Is Europe more than mere geography? If it is more than just geography, then how do we define that surplus? Can we agree on values without making them so generic that it is evident that they have been formulated in order to not offend anyone?

The novelist has always been there to offend people, but not just for the sake of offence.

I expect the novelist to work hard to be as honest as possible. Honesty and agreeability do not always go together well.

On the one hand I would love to please, because I would love to be remembered also as a part-time charmer. On the other hand, I don’t want to betray our profession.

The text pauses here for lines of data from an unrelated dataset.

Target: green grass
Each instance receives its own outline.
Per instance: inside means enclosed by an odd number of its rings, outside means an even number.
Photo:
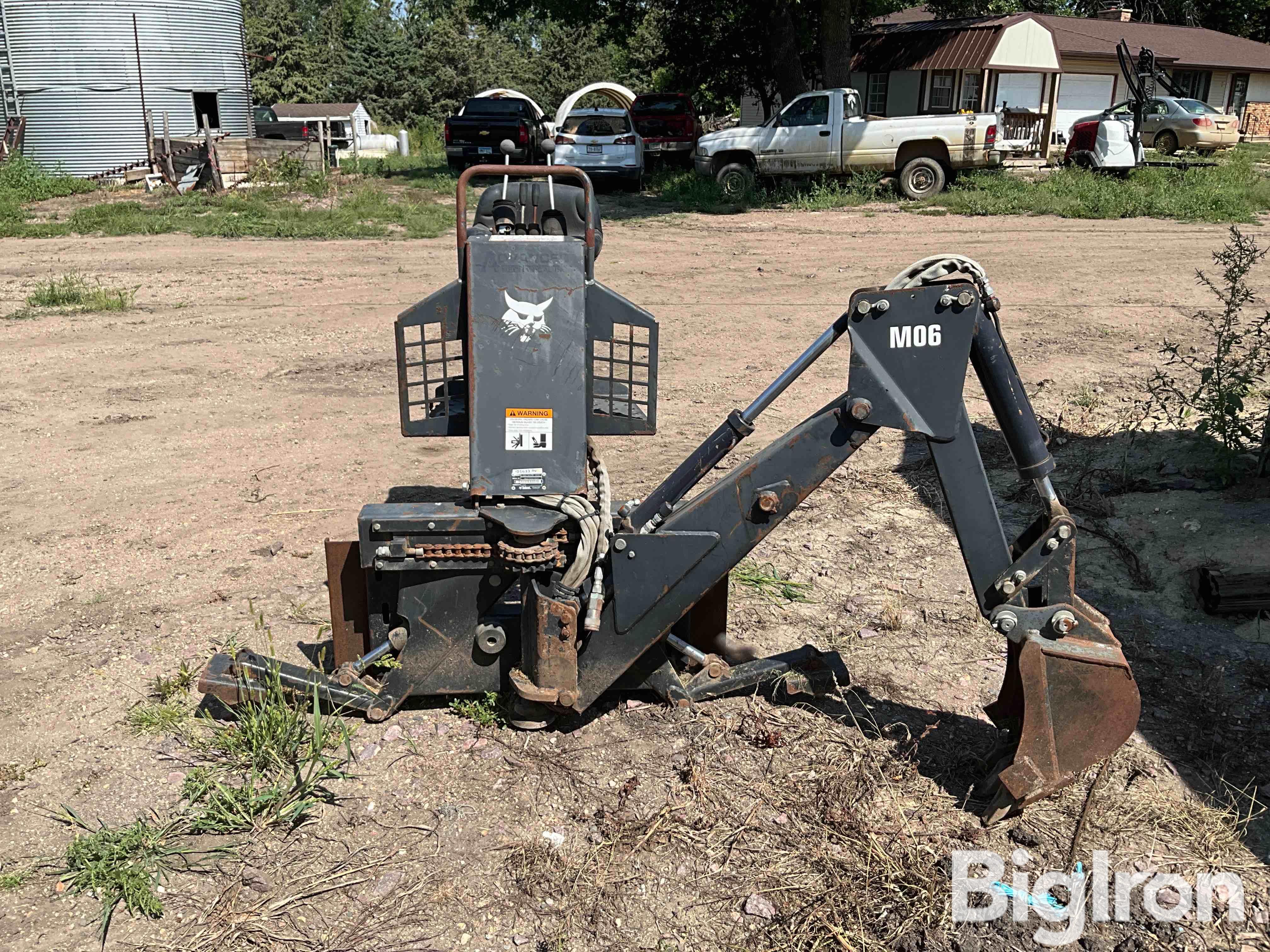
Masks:
[[[810,581],[792,581],[782,578],[775,565],[758,565],[744,561],[732,570],[732,581],[735,585],[753,590],[759,598],[768,602],[808,602],[812,599]]]
[[[193,739],[206,763],[185,774],[192,830],[296,826],[319,803],[334,801],[326,784],[348,776],[352,734],[321,712],[316,694],[296,698],[274,677],[260,699],[240,703],[235,713],[230,724],[203,718]]]
[[[43,202],[93,192],[97,183],[70,175],[51,175],[23,155],[0,164],[0,203]]]
[[[102,902],[103,946],[121,902],[131,915],[157,919],[163,900],[156,889],[168,873],[197,868],[188,858],[194,850],[184,842],[187,828],[179,819],[154,824],[138,817],[118,828],[98,821],[94,828],[69,806],[57,819],[75,829],[57,875],[67,895],[88,892]]]
[[[142,701],[123,715],[123,724],[137,736],[171,734],[179,731],[187,720],[189,708],[179,701]]]
[[[102,282],[89,284],[83,274],[67,272],[60,278],[50,278],[27,296],[30,307],[50,307],[62,311],[127,311],[136,300],[136,288],[108,288]]]
[[[484,697],[455,698],[450,702],[450,710],[478,727],[502,727],[505,720],[503,699],[493,691],[486,691]]]
[[[1220,154],[1214,169],[1143,168],[1125,178],[1074,168],[1057,169],[1038,182],[974,171],[959,176],[944,194],[902,207],[923,212],[933,206],[954,215],[1253,222],[1270,209],[1270,179],[1255,159],[1251,149],[1240,147]]]
[[[8,873],[0,873],[0,890],[17,890],[22,889],[29,880],[34,878],[36,873],[30,869],[15,869]]]

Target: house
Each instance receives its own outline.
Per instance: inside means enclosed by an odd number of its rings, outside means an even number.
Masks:
[[[361,103],[274,103],[273,112],[279,119],[305,119],[307,122],[330,119],[345,123],[343,136],[337,128],[335,138],[357,136],[361,140],[363,136],[371,135],[371,114]],[[353,129],[352,133],[348,132],[349,124]]]
[[[925,8],[880,17],[856,37],[851,81],[876,116],[1007,109],[1035,117],[1034,147],[1128,98],[1116,43],[1142,47],[1175,85],[1242,117],[1270,100],[1270,44],[1200,27],[1140,23],[1115,4],[1097,17],[1020,13],[936,20]],[[1011,133],[1008,137],[1013,137]]]

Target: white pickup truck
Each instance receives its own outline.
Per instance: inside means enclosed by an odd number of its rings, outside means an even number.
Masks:
[[[697,140],[697,173],[728,195],[756,175],[841,175],[864,169],[898,173],[909,198],[940,192],[955,169],[999,165],[998,118],[992,113],[865,117],[853,89],[804,93],[757,127]]]

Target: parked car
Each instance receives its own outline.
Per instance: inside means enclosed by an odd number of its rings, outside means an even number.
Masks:
[[[756,175],[894,171],[909,198],[940,192],[958,169],[999,165],[993,113],[865,118],[853,89],[822,89],[791,100],[758,127],[697,140],[697,173],[738,195]]]
[[[296,141],[316,138],[316,123],[310,127],[304,119],[279,119],[278,114],[268,105],[251,107],[251,117],[255,119],[257,138],[292,138]]]
[[[643,93],[631,104],[631,118],[644,140],[645,164],[649,159],[665,159],[692,165],[692,152],[705,132],[692,96],[685,93]]]
[[[594,182],[617,180],[639,192],[644,178],[644,140],[625,109],[575,109],[556,129],[555,161],[575,165]]]
[[[1100,118],[1123,118],[1132,122],[1133,103],[1124,102],[1076,122],[1093,122]],[[1076,123],[1072,123],[1074,127]],[[1218,149],[1229,149],[1240,141],[1240,117],[1214,109],[1199,99],[1156,96],[1147,102],[1142,116],[1142,145],[1157,152],[1172,155],[1179,149],[1194,149],[1201,155],[1212,155]]]
[[[512,161],[533,165],[542,160],[542,142],[550,136],[546,117],[527,99],[478,96],[446,119],[446,160],[455,171],[478,162],[502,162],[499,146],[516,145]]]

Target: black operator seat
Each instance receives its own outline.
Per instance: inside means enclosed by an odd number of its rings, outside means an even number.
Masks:
[[[497,231],[499,222],[509,222],[518,235],[568,235],[584,239],[587,226],[585,193],[580,185],[555,183],[555,208],[545,182],[509,182],[507,198],[503,198],[503,183],[486,188],[476,203],[476,220],[472,228]],[[605,230],[599,221],[599,206],[591,203],[591,221],[596,228],[596,258],[605,244]]]

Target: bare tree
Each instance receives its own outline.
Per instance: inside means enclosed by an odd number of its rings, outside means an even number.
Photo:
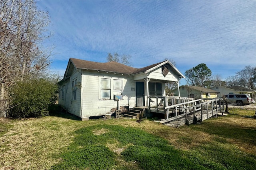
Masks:
[[[248,87],[251,89],[253,89],[255,87],[255,68],[251,66],[246,66],[244,69],[236,72],[240,78],[241,83],[243,83],[244,86]]]
[[[9,87],[50,64],[50,50],[40,46],[50,35],[46,34],[49,22],[33,0],[0,1],[0,110],[10,104]]]
[[[108,62],[114,61],[126,66],[130,66],[132,65],[130,62],[131,58],[131,57],[130,55],[123,54],[120,56],[117,52],[115,52],[113,56],[110,52],[107,57],[107,61]]]
[[[226,79],[226,84],[228,86],[239,86],[239,78],[236,76],[228,77]]]

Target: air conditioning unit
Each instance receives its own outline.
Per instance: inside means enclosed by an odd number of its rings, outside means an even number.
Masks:
[[[114,95],[114,100],[121,100],[123,98],[123,95]]]

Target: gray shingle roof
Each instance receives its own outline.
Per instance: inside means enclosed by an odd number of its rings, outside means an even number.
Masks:
[[[101,63],[74,58],[70,58],[70,60],[78,69],[108,71],[128,74],[145,72],[164,62],[160,62],[141,68],[136,68],[114,61]]]
[[[198,86],[190,86],[190,88],[200,91],[204,93],[217,93],[217,91],[214,90],[213,90],[209,89],[208,88],[205,88],[202,87],[199,87]]]
[[[132,74],[138,70],[137,68],[114,61],[101,63],[73,58],[71,58],[70,60],[78,69],[108,71],[128,74]]]
[[[233,86],[230,87],[227,87],[227,88],[231,88],[234,90],[235,91],[238,92],[255,92],[255,90],[250,89],[250,88],[246,88],[245,87],[241,86]]]

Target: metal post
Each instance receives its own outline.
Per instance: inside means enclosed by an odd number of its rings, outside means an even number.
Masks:
[[[206,118],[208,119],[208,103],[206,103]]]
[[[203,106],[201,104],[201,122],[203,121]]]

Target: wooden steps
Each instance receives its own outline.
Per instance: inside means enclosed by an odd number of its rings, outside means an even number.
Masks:
[[[124,114],[124,116],[132,119],[139,119],[143,111],[143,110],[142,109],[134,108],[133,109],[130,109],[129,112]]]

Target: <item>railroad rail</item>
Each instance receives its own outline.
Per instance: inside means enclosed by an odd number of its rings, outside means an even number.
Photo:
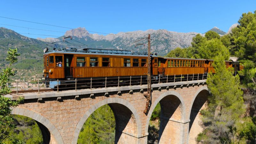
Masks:
[[[173,76],[152,76],[152,84],[160,84],[164,83],[175,83],[175,82],[193,81],[207,79],[208,73],[196,74],[193,75],[181,75]],[[22,82],[21,84],[22,87],[18,86],[18,82],[16,81],[17,84],[16,88],[15,85],[12,85],[11,86],[16,89],[13,90],[10,93],[11,94],[19,93],[24,93],[29,92],[46,92],[53,91],[65,91],[68,90],[74,90],[75,91],[77,89],[87,89],[92,90],[92,89],[99,88],[107,88],[107,87],[119,87],[122,86],[126,86],[133,85],[140,85],[146,84],[147,84],[147,77],[140,76],[123,77],[115,78],[108,78],[106,77],[104,78],[93,79],[88,78],[86,80],[71,80],[59,81],[58,83],[55,85],[54,88],[45,89],[45,86],[49,87],[51,85],[45,83],[47,82],[45,81],[39,81],[37,82],[30,82],[33,83],[33,90],[21,90],[18,89],[19,87],[21,88],[25,88],[25,82]],[[59,82],[65,81],[67,83],[65,84],[58,84]]]
[[[52,89],[41,89],[39,90],[21,90],[20,91],[12,91],[10,94],[28,93],[30,92],[52,92],[53,91]]]

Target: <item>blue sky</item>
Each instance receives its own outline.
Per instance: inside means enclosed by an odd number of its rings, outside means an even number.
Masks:
[[[243,13],[256,10],[256,1],[2,1],[0,16],[116,34],[148,29],[204,33],[214,27],[227,32]],[[69,30],[0,18],[0,24],[65,32]],[[0,24],[20,33],[63,33]],[[36,38],[52,37],[22,34]]]

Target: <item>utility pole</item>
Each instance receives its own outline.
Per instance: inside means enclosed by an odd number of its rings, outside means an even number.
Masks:
[[[147,97],[147,103],[144,113],[148,112],[148,105],[149,103],[149,100],[151,97],[151,70],[150,68],[150,34],[148,34],[148,92],[147,94],[144,94]]]

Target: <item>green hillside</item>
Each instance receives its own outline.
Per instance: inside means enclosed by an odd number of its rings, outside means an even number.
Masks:
[[[0,28],[0,68],[7,64],[5,55],[9,48],[17,48],[20,56],[14,68],[19,75],[40,73],[43,68],[43,48],[45,43],[22,36],[13,30]]]

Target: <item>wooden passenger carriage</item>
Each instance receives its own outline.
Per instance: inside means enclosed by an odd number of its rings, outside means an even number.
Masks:
[[[60,84],[75,79],[147,76],[148,62],[146,53],[132,53],[127,51],[92,50],[93,51],[90,52],[88,49],[85,51],[66,49],[45,53],[44,55],[44,78],[49,82],[50,85],[56,85],[58,82]],[[215,72],[213,60],[155,55],[151,57],[153,76]],[[61,67],[58,63],[61,63]],[[225,61],[225,63],[227,67],[234,67],[235,71],[239,70],[239,62]],[[57,82],[57,80],[62,82]]]

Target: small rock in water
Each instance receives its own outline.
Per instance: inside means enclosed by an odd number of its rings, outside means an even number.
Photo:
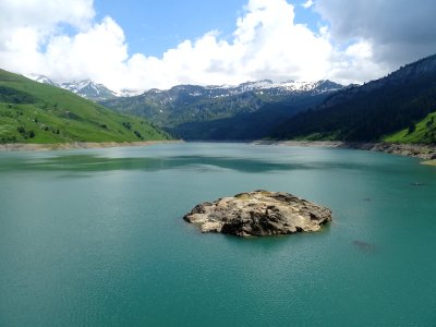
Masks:
[[[424,186],[424,183],[410,183],[412,186]]]
[[[375,249],[374,244],[364,242],[364,241],[359,241],[355,240],[353,241],[353,245],[355,245],[356,247],[359,247],[362,251],[373,251]]]
[[[289,193],[254,191],[199,204],[183,219],[202,232],[264,237],[317,231],[331,210]]]

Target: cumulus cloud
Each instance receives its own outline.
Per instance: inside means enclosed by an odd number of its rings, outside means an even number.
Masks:
[[[317,0],[336,41],[364,40],[388,69],[436,52],[434,0]]]
[[[388,72],[380,60],[383,43],[389,45],[392,38],[372,32],[372,20],[377,19],[361,17],[368,1],[344,2],[306,1],[304,5],[315,5],[330,22],[329,27],[314,32],[294,22],[294,7],[287,0],[249,0],[230,39],[211,31],[157,58],[129,56],[121,26],[110,17],[96,22],[93,0],[2,0],[0,65],[58,81],[92,78],[113,89],[237,84],[261,78],[351,83],[379,77]],[[377,3],[371,4],[380,9]],[[354,15],[359,19],[353,22]],[[73,33],[61,28],[65,25]],[[399,34],[395,32],[401,39]]]
[[[307,0],[306,2],[304,2],[302,4],[303,8],[305,9],[310,9],[311,7],[313,7],[315,4],[315,2],[313,0]]]

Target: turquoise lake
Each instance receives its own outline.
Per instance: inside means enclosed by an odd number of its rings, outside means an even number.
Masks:
[[[436,326],[436,167],[419,162],[226,143],[0,153],[0,326]],[[334,222],[239,239],[182,219],[259,189]]]

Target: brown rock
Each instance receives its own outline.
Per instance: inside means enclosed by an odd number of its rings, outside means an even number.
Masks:
[[[263,237],[317,231],[331,211],[292,194],[254,191],[199,204],[183,219],[202,232]]]

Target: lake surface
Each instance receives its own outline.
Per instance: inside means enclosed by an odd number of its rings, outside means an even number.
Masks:
[[[205,143],[0,153],[0,326],[436,326],[436,168],[416,159]],[[239,239],[182,219],[258,189],[335,221]]]

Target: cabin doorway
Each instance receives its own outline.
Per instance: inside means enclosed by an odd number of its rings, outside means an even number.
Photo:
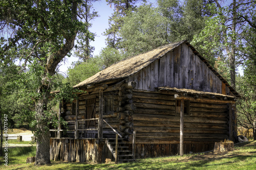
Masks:
[[[95,118],[96,115],[96,97],[87,98],[83,102],[83,106],[86,108],[86,114],[84,116],[86,119]],[[78,117],[79,116],[78,116]],[[82,129],[93,129],[97,128],[96,122],[95,120],[81,121],[79,122],[78,127]],[[79,128],[80,129],[80,128]],[[95,138],[97,137],[97,130],[86,130],[79,132],[79,137],[80,138]]]

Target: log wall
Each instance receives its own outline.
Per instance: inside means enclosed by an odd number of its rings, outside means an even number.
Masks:
[[[185,154],[207,152],[214,148],[213,142],[185,143],[183,144]],[[137,144],[136,147],[136,159],[179,155],[179,143]]]
[[[136,143],[179,143],[180,117],[176,113],[173,96],[134,90],[133,100],[137,107],[133,115]],[[184,118],[185,141],[214,142],[228,138],[227,104],[189,104],[189,113]]]
[[[136,89],[154,91],[169,86],[230,94],[226,85],[185,43],[130,76]]]

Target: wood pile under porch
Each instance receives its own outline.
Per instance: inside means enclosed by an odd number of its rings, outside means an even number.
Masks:
[[[50,140],[50,160],[64,162],[104,163],[114,160],[105,144],[106,139],[53,138]]]

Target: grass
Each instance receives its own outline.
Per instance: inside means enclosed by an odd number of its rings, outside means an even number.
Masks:
[[[20,141],[19,142],[17,141],[17,139],[9,139],[8,143],[13,144],[32,144],[30,141]]]
[[[256,141],[236,145],[227,154],[186,155],[138,160],[132,163],[115,164],[64,163],[52,161],[48,165],[26,164],[27,157],[35,155],[35,147],[13,148],[10,153],[8,169],[256,169]],[[0,160],[1,163],[3,159]]]
[[[8,134],[17,134],[17,133],[28,133],[31,132],[31,131],[29,130],[26,128],[22,128],[20,129],[8,129]]]

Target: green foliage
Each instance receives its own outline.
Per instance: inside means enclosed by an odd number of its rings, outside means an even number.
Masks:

The people who invited us, the people who pay us, our readers, might not like the things we have to say. If the worse comes to the worst, we can always apologise.

I look forward to seeing you in Amsterdam.

Be well,  Arnon Grunberg

This letter is one of the “Letters on Democracy”, a project of the 4th Forum on European Culture taking place in June 2023 in Amsterdam. Organised by De Balie, the Forum focuses on the meaning and future of democracy in Europe, bringing together artists, activists and intellectuals to explore democracy as a cultural rather than a political expression.
For the Letters on Democracy, five writers envision the future of Europe in a chain of five letters initiated by Arnon Grunberg. The writers – Arnon Grunberg, Drago Jančar, Lana Bastašić, Oksana Zabuzhko and Kamel Daoud – come together during the Forum, in a conversation about the Europe that lies ahead of us and the role of the writer in it.